20/04/2015

En nuestro desconcierto --y más aún en los primeros años de nuestra vida--, nos gusta leer o escuchar historias que nos permitan vislumbrar leves rendijas por las que se filtre un sentido sobrenatural y mágico, un mundo remoto del que tal vez venimos y al que volveremos, un poder y una gloria que como humanos no nos pertenecen. Luego vamos creciendo y nos vamos apartando de esos territorios en los que las palabras sonaban con inocencia, hasta que llega un momento en que muy raras veces volvemos a los cuentos infantiles.
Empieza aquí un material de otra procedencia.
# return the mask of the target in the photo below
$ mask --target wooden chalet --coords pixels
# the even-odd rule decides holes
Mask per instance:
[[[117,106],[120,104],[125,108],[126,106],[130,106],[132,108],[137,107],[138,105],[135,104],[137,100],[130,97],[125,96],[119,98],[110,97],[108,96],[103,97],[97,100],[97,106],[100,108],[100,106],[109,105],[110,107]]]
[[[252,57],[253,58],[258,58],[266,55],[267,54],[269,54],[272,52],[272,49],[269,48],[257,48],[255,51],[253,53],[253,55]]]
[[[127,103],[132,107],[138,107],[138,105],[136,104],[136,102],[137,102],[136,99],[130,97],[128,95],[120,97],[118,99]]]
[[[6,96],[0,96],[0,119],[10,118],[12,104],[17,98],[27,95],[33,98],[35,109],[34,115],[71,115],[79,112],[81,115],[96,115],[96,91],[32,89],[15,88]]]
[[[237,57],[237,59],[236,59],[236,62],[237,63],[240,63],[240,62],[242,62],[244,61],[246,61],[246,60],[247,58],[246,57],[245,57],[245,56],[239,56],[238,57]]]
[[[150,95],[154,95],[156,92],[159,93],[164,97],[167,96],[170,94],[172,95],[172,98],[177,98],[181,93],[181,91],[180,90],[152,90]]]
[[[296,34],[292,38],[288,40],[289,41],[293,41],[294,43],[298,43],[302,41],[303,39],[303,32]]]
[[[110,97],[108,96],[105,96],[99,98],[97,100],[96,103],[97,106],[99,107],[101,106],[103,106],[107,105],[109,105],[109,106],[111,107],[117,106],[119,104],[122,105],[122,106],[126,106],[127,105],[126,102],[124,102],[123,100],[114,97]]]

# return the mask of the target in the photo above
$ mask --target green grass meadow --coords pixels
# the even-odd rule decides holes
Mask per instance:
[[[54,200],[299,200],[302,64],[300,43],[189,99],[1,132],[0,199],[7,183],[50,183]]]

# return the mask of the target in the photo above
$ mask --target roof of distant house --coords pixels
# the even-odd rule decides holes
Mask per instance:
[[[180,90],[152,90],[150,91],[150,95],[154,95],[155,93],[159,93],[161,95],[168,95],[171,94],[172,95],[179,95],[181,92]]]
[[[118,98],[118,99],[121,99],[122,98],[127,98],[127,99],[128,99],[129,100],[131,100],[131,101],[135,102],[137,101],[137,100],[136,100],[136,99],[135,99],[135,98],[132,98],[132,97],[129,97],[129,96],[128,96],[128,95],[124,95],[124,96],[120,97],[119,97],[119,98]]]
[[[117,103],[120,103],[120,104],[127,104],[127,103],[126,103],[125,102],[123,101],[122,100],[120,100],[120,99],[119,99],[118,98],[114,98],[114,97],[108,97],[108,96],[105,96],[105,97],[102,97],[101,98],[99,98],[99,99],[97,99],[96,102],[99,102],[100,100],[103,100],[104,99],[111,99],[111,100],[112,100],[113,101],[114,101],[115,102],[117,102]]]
Y siempre nos queda la sospecha de que en aquellas palabras primeras de las que nos hemos ido alejándonos, en las primeras historias que nos contaron, o hubiésemos deseado que nos contasen, pudiera estar la clave de todo lo que nos empuja todavía, de lo que hemos seguido o pudiésemos seguir leyendo después, en una especie de necesaria reparación. El mundo no siempre es un lugar agradable y nuestra capacidad de mejorarlo no parece muy clara, a veces casi imposible, la vida no resulta sencilla, no encontramos respuestas o no las necesarias... ¡Cuánto se agradece entonces la posibilidad de sumergirnos en las páginas de un buen libro que nos muestre la vida de otro modo y nos ofrezcan un poco de alegría! El que sabe escuchar atiende las palabras. La literatura no posee el poder de cambiar el mundo, pero su mirada sobre la realidad y sobre las personas proporciona un insólito consuelo. Un libro puede sacarnos de nosotros mismos, de ese horizonte helado, un libro puede sin duda hacernos mirar y sentir de otra manera. En un buen libro puede estar el humor que nos falta, ese amor, esa nostalgia, ese paso hacia un lugar indeterminado y valioso. Ese temblor.